We have much to say about this, but it is hard to explain because you are slow to learn. In fact, though by this time you ought to be teachers, you need someone to teach you the elementary truths of God’s word all over again. You need milk, not solid food! ~ Heb. 5:11ff (NIV)
I heard Richardson speak on the subject before it appeared as an article in the theological journal The Review and Expositor a few months later. He had just conducted a campus-wide survey of favorite hymns and used the results of that survey to craft a teaching worship experience in chapel at Southern Seminary. His analysis of the survey was that he saw a lot of spiritual “meat and potatoes” in the content of our favorite hymns, but very few spiritual “vegetables” (exactly how one would discern the difference between the two is still not clear to me some 20 years later). After he shared that observation, he made the statement that appears at the beginning of this entry. The analogy of worship as spiritual food has stuck in my mind for a long time with several permutations.

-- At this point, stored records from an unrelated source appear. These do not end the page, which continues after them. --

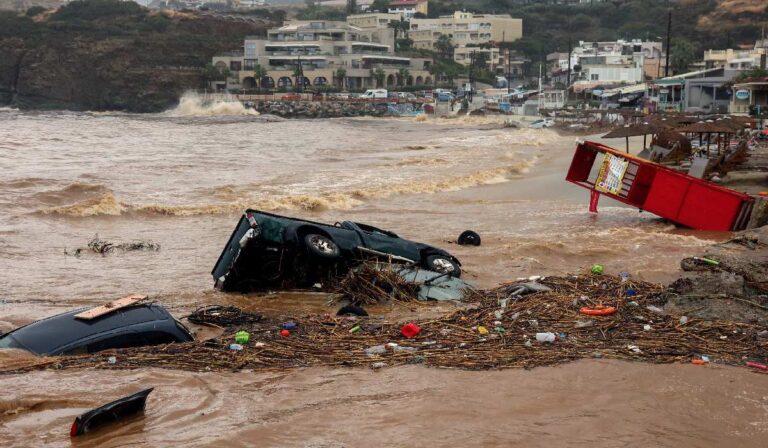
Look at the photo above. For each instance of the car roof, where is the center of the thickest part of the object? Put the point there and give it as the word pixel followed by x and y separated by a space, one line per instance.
pixel 43 336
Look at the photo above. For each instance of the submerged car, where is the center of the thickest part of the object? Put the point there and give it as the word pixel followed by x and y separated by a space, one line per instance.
pixel 267 250
pixel 65 334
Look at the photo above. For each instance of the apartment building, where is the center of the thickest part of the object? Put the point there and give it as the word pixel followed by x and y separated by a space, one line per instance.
pixel 323 50
pixel 408 8
pixel 465 28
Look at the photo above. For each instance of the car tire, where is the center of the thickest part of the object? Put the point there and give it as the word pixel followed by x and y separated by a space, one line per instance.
pixel 443 265
pixel 321 246
pixel 469 238
pixel 352 310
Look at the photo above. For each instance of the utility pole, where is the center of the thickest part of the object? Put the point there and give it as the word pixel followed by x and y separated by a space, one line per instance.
pixel 471 74
pixel 509 72
pixel 669 48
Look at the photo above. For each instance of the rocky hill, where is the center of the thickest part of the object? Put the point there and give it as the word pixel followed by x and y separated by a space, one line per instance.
pixel 109 55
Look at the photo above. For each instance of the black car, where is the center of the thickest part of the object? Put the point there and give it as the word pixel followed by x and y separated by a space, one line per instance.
pixel 267 250
pixel 140 325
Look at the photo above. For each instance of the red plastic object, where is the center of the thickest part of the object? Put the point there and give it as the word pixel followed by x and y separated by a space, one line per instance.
pixel 410 330
pixel 678 197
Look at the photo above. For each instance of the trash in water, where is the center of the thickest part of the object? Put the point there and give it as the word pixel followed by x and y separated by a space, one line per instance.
pixel 110 412
pixel 242 337
pixel 375 350
pixel 655 309
pixel 469 238
pixel 545 337
pixel 598 310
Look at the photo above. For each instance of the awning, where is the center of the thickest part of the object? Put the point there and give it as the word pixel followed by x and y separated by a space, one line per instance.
pixel 394 58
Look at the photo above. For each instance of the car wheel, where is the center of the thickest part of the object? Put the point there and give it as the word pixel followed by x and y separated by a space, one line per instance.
pixel 469 238
pixel 443 265
pixel 321 246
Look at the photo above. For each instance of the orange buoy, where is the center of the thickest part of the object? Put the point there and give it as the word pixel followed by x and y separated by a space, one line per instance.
pixel 599 310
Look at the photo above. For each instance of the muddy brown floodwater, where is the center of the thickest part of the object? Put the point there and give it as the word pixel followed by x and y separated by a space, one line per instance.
pixel 180 179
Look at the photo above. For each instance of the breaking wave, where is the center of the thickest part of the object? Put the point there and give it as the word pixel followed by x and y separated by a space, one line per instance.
pixel 107 205
pixel 74 192
pixel 195 105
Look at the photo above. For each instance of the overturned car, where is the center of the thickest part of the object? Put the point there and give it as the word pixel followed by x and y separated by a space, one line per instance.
pixel 272 251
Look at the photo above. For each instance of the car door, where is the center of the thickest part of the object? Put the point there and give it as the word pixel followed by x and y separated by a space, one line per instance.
pixel 387 242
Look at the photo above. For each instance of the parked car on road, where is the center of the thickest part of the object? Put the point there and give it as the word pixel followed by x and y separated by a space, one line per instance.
pixel 65 334
pixel 267 250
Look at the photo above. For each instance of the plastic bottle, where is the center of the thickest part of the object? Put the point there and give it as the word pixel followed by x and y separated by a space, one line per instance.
pixel 545 337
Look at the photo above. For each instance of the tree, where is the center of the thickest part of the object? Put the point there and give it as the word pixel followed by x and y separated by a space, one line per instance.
pixel 405 44
pixel 400 26
pixel 683 54
pixel 444 46
pixel 341 73
pixel 259 73
pixel 402 75
pixel 379 75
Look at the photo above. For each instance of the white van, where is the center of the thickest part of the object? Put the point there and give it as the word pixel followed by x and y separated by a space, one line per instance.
pixel 374 93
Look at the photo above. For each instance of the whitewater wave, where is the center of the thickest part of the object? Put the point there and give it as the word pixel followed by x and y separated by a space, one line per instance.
pixel 195 105
pixel 106 204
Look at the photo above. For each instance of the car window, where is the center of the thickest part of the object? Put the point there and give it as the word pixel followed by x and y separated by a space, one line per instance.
pixel 120 340
pixel 7 341
pixel 371 229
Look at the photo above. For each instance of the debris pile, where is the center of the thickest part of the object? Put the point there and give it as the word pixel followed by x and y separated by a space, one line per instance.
pixel 103 247
pixel 370 284
pixel 501 328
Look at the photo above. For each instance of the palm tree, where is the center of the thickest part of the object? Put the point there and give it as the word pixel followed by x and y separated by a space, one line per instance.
pixel 402 75
pixel 341 73
pixel 379 75
pixel 259 73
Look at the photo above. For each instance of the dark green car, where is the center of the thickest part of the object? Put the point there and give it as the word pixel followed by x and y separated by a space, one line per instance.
pixel 267 251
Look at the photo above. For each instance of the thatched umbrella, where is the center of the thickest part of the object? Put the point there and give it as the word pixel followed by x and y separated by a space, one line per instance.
pixel 707 127
pixel 636 129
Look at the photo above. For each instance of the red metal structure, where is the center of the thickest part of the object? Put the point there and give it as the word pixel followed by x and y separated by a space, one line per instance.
pixel 678 197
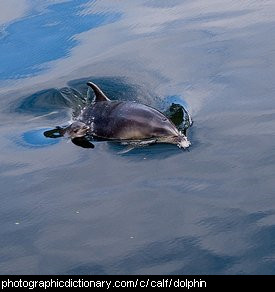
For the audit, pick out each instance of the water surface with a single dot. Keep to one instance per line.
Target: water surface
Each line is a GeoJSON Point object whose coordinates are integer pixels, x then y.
{"type": "Point", "coordinates": [155, 210]}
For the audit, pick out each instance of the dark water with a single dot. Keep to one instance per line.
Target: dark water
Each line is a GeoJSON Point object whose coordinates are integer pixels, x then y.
{"type": "Point", "coordinates": [155, 210]}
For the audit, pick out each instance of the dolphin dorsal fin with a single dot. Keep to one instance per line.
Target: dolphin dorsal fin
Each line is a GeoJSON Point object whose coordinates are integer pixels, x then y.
{"type": "Point", "coordinates": [99, 95]}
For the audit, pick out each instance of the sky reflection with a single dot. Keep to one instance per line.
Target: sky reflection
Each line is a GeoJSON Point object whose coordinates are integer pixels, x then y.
{"type": "Point", "coordinates": [32, 41]}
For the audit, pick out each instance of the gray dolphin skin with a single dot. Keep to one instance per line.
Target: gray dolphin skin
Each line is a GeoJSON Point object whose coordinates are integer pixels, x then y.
{"type": "Point", "coordinates": [125, 121]}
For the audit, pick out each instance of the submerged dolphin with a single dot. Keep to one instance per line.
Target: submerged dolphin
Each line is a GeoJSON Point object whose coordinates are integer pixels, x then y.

One of those is the image of a family holiday celebration like many that I experienced growing up. Because so many people come together with so many different taste preferences, there is often a wide variety of food available. With so much variety, it is easy to identify the picky eaters … just look at the food on their plates. When child will only eat a few different foods it is no surprise. When an adult refuses to expand his or her taste palate, it implies immaturity. I confess that I was a picky eater as a child (and, yes, even into my teens and perhaps early 20’s), but I have outgrown at least some of that pickiness. (Have so … have so …)

I could say more on the subject, but I will end with this: We have a church homecoming gathering this weekend and we’re all going to be together for worship in one service. There will be a wide variety of “food” available in the worship service – musical and non-musical. Will you be picky or will you enjoy a balanced diet?

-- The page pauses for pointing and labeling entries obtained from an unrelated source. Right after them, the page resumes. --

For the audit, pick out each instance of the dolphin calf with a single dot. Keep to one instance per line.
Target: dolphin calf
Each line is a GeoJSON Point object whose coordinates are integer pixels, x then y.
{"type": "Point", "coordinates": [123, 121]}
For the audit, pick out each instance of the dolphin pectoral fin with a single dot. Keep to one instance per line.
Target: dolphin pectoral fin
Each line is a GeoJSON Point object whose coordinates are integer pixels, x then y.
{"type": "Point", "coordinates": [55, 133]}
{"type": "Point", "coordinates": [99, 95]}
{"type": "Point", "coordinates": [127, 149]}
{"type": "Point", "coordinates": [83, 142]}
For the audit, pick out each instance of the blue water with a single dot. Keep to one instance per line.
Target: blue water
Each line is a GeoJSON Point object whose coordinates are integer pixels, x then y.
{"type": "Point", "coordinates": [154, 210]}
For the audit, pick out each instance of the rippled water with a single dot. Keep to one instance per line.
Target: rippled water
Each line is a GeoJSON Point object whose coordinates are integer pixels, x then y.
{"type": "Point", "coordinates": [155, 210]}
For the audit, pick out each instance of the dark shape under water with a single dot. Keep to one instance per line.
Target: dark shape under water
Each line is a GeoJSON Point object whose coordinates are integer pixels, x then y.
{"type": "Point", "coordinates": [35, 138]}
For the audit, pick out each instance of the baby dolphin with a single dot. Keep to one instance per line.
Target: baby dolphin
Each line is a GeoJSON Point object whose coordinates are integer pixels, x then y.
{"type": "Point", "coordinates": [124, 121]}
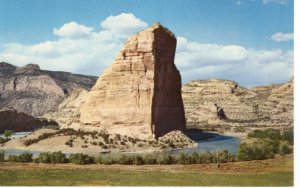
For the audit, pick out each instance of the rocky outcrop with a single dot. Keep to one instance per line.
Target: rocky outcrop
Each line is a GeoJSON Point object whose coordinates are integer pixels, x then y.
{"type": "Point", "coordinates": [140, 93]}
{"type": "Point", "coordinates": [259, 107]}
{"type": "Point", "coordinates": [18, 122]}
{"type": "Point", "coordinates": [34, 91]}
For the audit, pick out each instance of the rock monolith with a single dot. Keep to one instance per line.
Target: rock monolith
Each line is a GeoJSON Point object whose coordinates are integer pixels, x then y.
{"type": "Point", "coordinates": [140, 93]}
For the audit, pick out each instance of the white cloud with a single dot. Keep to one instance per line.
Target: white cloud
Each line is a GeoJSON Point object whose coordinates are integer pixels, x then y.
{"type": "Point", "coordinates": [124, 24]}
{"type": "Point", "coordinates": [282, 2]}
{"type": "Point", "coordinates": [81, 49]}
{"type": "Point", "coordinates": [73, 30]}
{"type": "Point", "coordinates": [249, 67]}
{"type": "Point", "coordinates": [279, 37]}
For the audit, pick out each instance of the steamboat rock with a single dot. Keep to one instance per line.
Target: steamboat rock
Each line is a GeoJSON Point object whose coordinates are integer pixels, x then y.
{"type": "Point", "coordinates": [140, 93]}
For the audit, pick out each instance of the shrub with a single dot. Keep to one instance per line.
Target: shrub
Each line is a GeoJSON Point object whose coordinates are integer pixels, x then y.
{"type": "Point", "coordinates": [45, 157]}
{"type": "Point", "coordinates": [285, 149]}
{"type": "Point", "coordinates": [273, 134]}
{"type": "Point", "coordinates": [262, 149]}
{"type": "Point", "coordinates": [125, 160]}
{"type": "Point", "coordinates": [150, 159]}
{"type": "Point", "coordinates": [194, 158]}
{"type": "Point", "coordinates": [171, 144]}
{"type": "Point", "coordinates": [222, 156]}
{"type": "Point", "coordinates": [3, 140]}
{"type": "Point", "coordinates": [183, 159]}
{"type": "Point", "coordinates": [25, 158]}
{"type": "Point", "coordinates": [2, 157]}
{"type": "Point", "coordinates": [8, 133]}
{"type": "Point", "coordinates": [166, 159]}
{"type": "Point", "coordinates": [79, 158]}
{"type": "Point", "coordinates": [99, 160]}
{"type": "Point", "coordinates": [138, 160]}
{"type": "Point", "coordinates": [140, 144]}
{"type": "Point", "coordinates": [205, 158]}
{"type": "Point", "coordinates": [288, 136]}
{"type": "Point", "coordinates": [108, 161]}
{"type": "Point", "coordinates": [58, 157]}
{"type": "Point", "coordinates": [12, 158]}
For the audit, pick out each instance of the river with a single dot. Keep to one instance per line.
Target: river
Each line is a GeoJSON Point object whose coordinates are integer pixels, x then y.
{"type": "Point", "coordinates": [206, 142]}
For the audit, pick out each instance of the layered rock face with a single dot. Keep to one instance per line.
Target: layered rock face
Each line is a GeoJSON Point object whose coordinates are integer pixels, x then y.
{"type": "Point", "coordinates": [264, 106]}
{"type": "Point", "coordinates": [140, 93]}
{"type": "Point", "coordinates": [34, 91]}
{"type": "Point", "coordinates": [18, 121]}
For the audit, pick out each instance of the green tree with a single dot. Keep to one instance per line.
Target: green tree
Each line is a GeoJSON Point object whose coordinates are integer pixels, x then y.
{"type": "Point", "coordinates": [2, 156]}
{"type": "Point", "coordinates": [150, 159]}
{"type": "Point", "coordinates": [80, 158]}
{"type": "Point", "coordinates": [285, 149]}
{"type": "Point", "coordinates": [25, 158]}
{"type": "Point", "coordinates": [58, 157]}
{"type": "Point", "coordinates": [45, 157]}
{"type": "Point", "coordinates": [288, 135]}
{"type": "Point", "coordinates": [8, 133]}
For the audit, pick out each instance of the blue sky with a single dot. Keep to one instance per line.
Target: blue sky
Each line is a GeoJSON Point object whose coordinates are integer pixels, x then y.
{"type": "Point", "coordinates": [247, 36]}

That’s enough to think about for now.

2 Comments:

Blogger JATB said...

Morris,

I've used the food analogy a lot myself (because, hey, who doesn't love food?). This is what strikes me about a lot of worship music today: we tend to be unhealthy because we eat to much prepackaged, overprocessed junk food and fast foods.

The music industry is just that: a multi-million dollar industry. And often like the fast-food purveyors, they give us what is easy, fast, and cheap. Just as we don't take the time to examine what we're eating and make wise choices, often we stick to what's easy in worship (which is usually what we already know) and we're spiritually out of shape because of it.

9:28 PM  
Blogger Morris said...

The often abused statement from the church growth movement was "You've got to feed your people what they'll eat." My response was, "Yes, and if all they'll eat is pizza and we do nothing to help them learn to change their diet, then 10 to 20 years from now we'll have tons of overweight people with high blood pressure, heart disease, and colon cancer."

What they'll eat is a starting point, but we don't leave them there. We introduce healthier versions of what they'll eat, then gradually introduce healthier foods. And it takes time when we want it to happen overnight.

It really is a growth issue as well. Infants can't tolerate some of the things that are healthy for adults.